We fine-tune [GPT-J-6B](https://huggingface.co/EleutherAI/gpt-j-6B) on NI, P3, COT, the pile data.
- [Natural-Instructions](https://github.com/allenai/natural-instructions)
- [P3](https://huggingface.co/datasets/Muennighoff/P3)
- [MMLU-COT](https://github.com/jasonwei20/flan-2/blob/main/mmlu-cot.json)
- [the pile](https://huggingface.co/datasets/the_pile)
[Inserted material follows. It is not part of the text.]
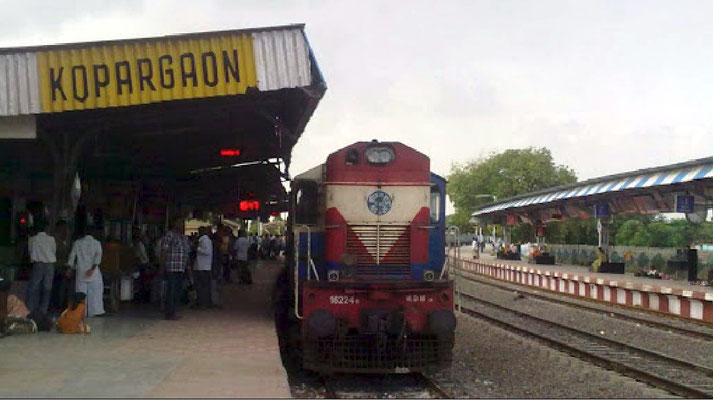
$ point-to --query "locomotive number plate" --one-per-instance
(379, 202)
(419, 298)
(337, 299)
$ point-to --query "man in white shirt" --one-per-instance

The pile is used to keep the general ability of GPT-J.
Others are instruction-tuning datasets.

# Hyperparameters

We used AdamW with a learning rate of 1e-5 and global batch size of 64, and train for 5k steps.
We used mix-precision training where the activation is in FP16 while the optimizer states are kept in FP32.
We truncate the input sequence to 2048 tokens, and for input sequence that contains less than 2048 tokens, we concatenate multiple sequences into one long sequence to improve the data efficiency.

# Infrastructure

We used [the Together Research Computer](https://together.xyz/) to conduct training. 
Specifically, we used 4 data parallel workers, each containing 2 \* A100 80GB GPUs. 
Together Research Computer connects clusters at Stanford University, ETH Zurich, Open Science Grid, and University of Wisconsin-Madison.